He no longer wished for a political career in Montero’s administration. He had always doubted the safety of that course. Since he had learned from the chief engineer that at daylight most likely he would be confronted by Pedro Montero his misgivings on that point had considerably increased. The guerrillero brother of the general—the Pedrito of popular speech—had a reputation of his own. He wasn’t safe to deal with. Sotillo had vaguely planned seizing not only the treasure but the town itself, and then negotiating at leisure. But in the face of facts learned from the chief engineer (who had frankly disclosed to him the whole situation) his audacity, never of a very dashing kind, had been replaced by a most cautious hesitation.
“An army—an army crossed the mountains under Pedrito already,” he had repeated, unable to hide his consternation. “If it had not been that I am given the news by a man of your position I would never have believed it. Astonishing!”
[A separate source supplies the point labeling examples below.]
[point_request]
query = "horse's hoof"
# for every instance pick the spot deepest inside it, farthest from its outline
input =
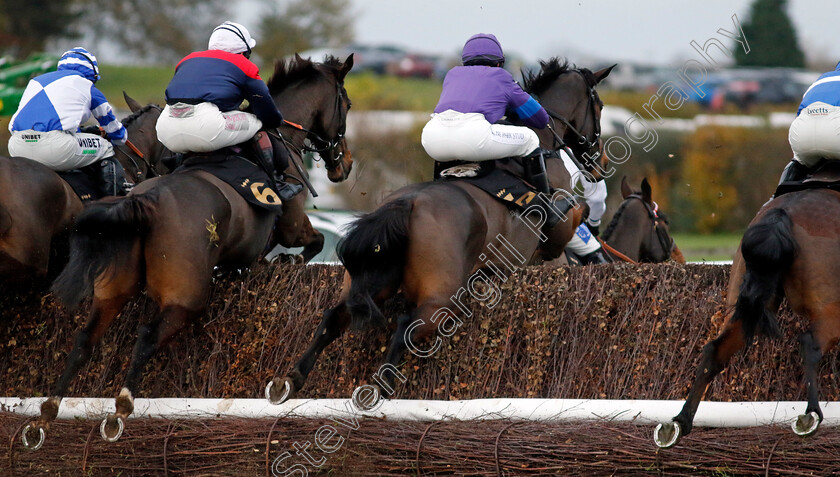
(806, 424)
(667, 434)
(277, 392)
(42, 436)
(366, 397)
(112, 428)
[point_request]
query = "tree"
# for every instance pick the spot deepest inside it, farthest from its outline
(771, 36)
(304, 24)
(27, 25)
(159, 30)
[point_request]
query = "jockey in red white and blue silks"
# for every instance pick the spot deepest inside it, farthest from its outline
(203, 97)
(474, 97)
(45, 127)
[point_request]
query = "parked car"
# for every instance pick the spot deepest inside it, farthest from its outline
(413, 65)
(333, 224)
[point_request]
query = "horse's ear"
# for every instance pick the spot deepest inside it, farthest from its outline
(647, 193)
(132, 104)
(346, 67)
(601, 74)
(625, 188)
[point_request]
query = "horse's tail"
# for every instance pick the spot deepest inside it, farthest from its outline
(374, 254)
(768, 248)
(102, 239)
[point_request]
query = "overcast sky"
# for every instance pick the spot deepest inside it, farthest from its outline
(657, 31)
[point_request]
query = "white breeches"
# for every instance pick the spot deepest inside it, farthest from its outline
(451, 136)
(203, 128)
(60, 150)
(595, 193)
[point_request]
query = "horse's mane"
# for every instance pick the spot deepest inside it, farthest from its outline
(136, 114)
(537, 83)
(293, 70)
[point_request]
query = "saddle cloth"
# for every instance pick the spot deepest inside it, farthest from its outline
(499, 183)
(249, 180)
(82, 183)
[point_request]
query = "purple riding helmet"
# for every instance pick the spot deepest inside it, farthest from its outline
(482, 48)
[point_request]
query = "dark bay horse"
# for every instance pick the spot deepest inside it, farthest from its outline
(325, 136)
(639, 230)
(436, 241)
(789, 250)
(166, 237)
(37, 206)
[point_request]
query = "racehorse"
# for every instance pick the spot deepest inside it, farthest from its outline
(638, 231)
(167, 236)
(325, 136)
(429, 240)
(788, 251)
(37, 206)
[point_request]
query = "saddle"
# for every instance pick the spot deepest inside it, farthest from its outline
(503, 185)
(825, 176)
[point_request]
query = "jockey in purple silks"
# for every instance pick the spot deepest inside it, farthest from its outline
(463, 127)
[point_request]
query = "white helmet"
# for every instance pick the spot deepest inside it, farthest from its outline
(231, 37)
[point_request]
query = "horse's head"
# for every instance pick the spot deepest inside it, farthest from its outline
(312, 98)
(142, 154)
(568, 94)
(639, 229)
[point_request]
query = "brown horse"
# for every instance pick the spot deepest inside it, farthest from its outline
(37, 206)
(436, 241)
(788, 251)
(166, 237)
(638, 231)
(325, 137)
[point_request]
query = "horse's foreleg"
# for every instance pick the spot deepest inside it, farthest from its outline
(153, 335)
(716, 355)
(333, 324)
(107, 303)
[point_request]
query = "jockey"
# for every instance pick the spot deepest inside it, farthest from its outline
(46, 125)
(584, 242)
(813, 135)
(477, 95)
(203, 99)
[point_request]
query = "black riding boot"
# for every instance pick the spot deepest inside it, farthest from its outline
(535, 167)
(265, 153)
(112, 179)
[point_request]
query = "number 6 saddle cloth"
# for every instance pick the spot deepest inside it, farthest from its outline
(248, 179)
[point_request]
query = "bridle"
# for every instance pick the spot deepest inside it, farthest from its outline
(326, 148)
(582, 142)
(133, 154)
(665, 241)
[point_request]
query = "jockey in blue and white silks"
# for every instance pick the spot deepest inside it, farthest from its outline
(45, 127)
(814, 134)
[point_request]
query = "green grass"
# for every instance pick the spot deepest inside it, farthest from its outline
(143, 83)
(697, 247)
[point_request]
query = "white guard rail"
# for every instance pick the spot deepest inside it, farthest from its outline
(709, 414)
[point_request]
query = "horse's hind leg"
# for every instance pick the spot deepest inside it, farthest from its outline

“An armed force,” corrected the engineer, suavely. His aim was attained. It was to keep Sulaco clear of any armed occupation for a few hours longer, to let those whom fear impelled leave the town. In the general dismay there were families hopeful enough to fly upon the road towards Los Hatos, which was left open by the withdrawal of the armed rabble under Senores Fuentes and Gamacho, to Rincon, with their enthusiastic welcome for Pedro Montero. It was a hasty and risky exodus, and it was said that Hernandez, occupying with his band the woods about Los Hatos, was receiving the fugitives. That a good many people he knew were contemplating such a flight had been well known to the chief engineer.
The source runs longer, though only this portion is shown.